If the property is in his name, he would have to deal with it.

She will not benefit from it then?

Aquilla · 09/04/2019 14:15

Do you think pioneer women had 'peri-menopause'? No, they just got on with it. Next time you get a bit emosh, close your eyes and imagine it's 1840. Now open them and look at all your labour saving appliances and medicine. And thank your lucky stars!
FWIW, my DH is really easy going but hates me bugging him at work too.

WeepingWillowWeepingWino · 09/04/2019 14:16

Do you think pioneer women had 'peri-menopause'?

err, what? Pioneer women would have been dead before they got to that stage.
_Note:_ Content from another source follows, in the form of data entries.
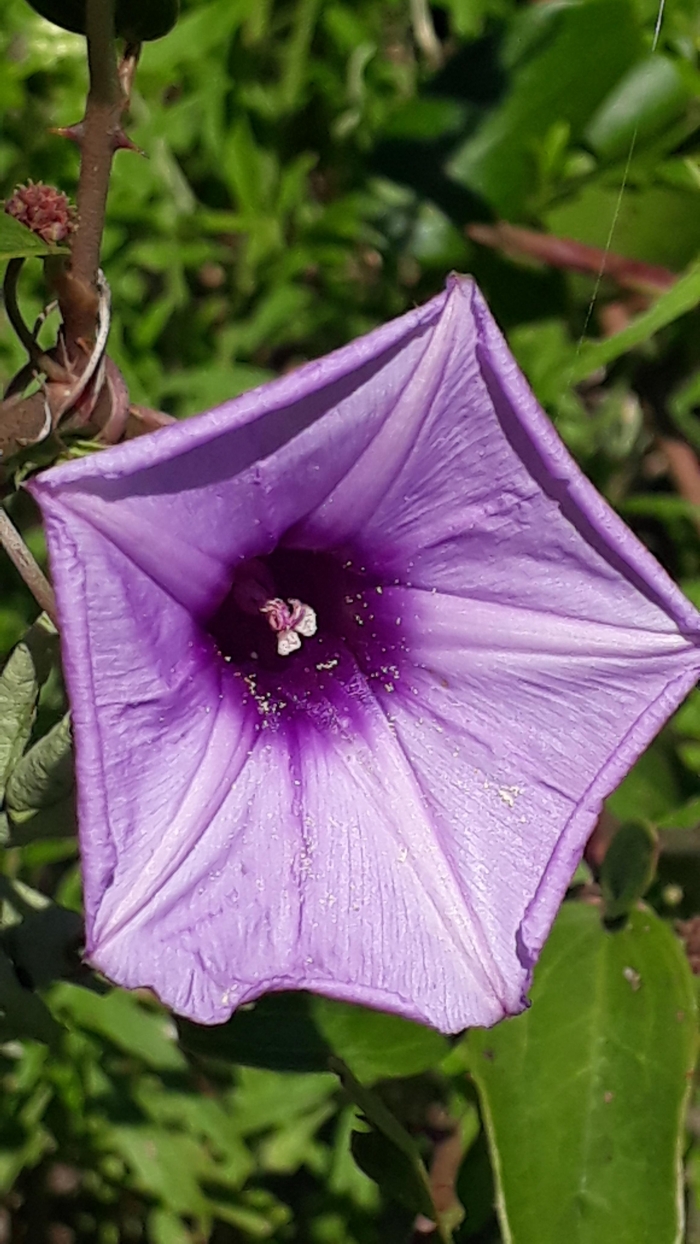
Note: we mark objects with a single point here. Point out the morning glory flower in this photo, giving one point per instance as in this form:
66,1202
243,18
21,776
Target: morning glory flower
352,662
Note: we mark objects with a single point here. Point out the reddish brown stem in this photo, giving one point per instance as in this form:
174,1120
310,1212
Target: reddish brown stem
77,290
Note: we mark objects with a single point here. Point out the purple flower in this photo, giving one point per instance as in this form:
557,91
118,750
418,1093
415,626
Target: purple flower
352,662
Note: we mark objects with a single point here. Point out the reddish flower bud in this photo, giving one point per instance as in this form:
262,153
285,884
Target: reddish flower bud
44,209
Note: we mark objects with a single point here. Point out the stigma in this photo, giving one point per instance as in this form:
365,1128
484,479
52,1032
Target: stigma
291,621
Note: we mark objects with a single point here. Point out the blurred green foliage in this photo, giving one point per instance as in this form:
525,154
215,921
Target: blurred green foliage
312,168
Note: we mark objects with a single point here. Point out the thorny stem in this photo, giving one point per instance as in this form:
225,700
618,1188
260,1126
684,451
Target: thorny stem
77,295
39,358
23,560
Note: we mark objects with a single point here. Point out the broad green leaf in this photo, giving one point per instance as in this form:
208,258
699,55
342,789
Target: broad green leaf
647,98
277,1033
628,868
40,791
681,297
374,1045
650,788
18,241
584,1094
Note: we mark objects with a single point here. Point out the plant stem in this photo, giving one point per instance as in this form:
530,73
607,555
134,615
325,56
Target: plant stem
36,355
29,569
77,290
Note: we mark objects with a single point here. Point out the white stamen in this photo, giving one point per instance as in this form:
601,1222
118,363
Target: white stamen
287,642
290,620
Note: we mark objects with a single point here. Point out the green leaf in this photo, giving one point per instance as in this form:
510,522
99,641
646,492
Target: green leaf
374,1045
144,1033
20,682
40,936
681,297
392,1169
277,1033
23,1013
647,98
18,241
570,57
392,1160
584,1095
40,794
628,868
134,20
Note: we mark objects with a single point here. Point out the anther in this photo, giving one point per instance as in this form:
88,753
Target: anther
290,620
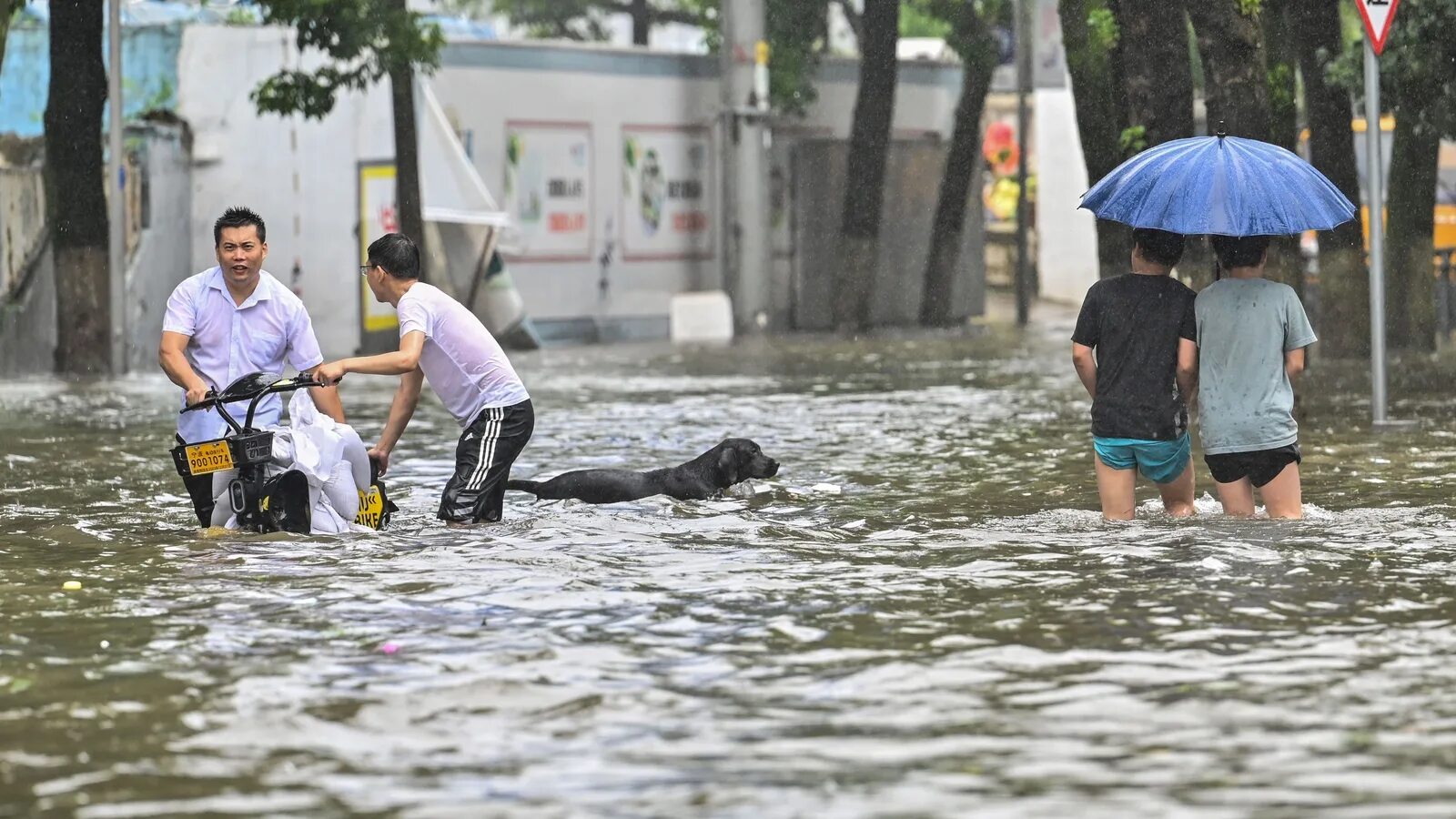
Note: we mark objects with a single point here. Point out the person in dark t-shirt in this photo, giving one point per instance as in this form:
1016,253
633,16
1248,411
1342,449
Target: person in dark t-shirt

Bluntness100 · 09/04/2019 14:17

Op. I'm struggling with this. You wrote a very unpleasant and selfish op regarding your husband, then when replies didn't go your way you drip fed in he was a raving alcoholic and shit with money.

I seriously wonder if that is true or you're so desperate to be validated you're over exaggerating and throwing your own husband under the bus.

Acis · 09/04/2019 14:19

Why couldn't he send the email from home before he went to work? It's always iffy assuming you can send things from work because (a) you're paid to concentrate on your employer's business and (b) you can rarely guarantee that you'll have time.

Are you able to control your perimenopausal symptoms around your children?

53rdWay · 09/04/2019 14:21

Christ people, at least read SOME of the thread.

She explained in her original post that she couldn’t send this email. It had to go in his name.

She also mentioned the drinking problems in her first post too.

LEELULUMPKIN · 09/04/2019 14:23

If my DH had come home from work crying the last thing on my mind would have been an email.

FactsOfLife · 09/04/2019 14:34

People explode sometimes. If it's regular then it's a problem.
You both should apologise.
And there is medication that both of you can take.
Seriously get both of you to the gp!

AuntMarch · 09/04/2019 14:39

Your husband had such a terrible day and is a bad enough place mentally that he came home and cried. And instead of being there for him you made him feel worse.

Then you ask "AIBU" and are then unpleasant to the posters who say you are.

Why did you post it?! You clearly didn't want to listen to anyone else any more than you were willing to listen to your husband.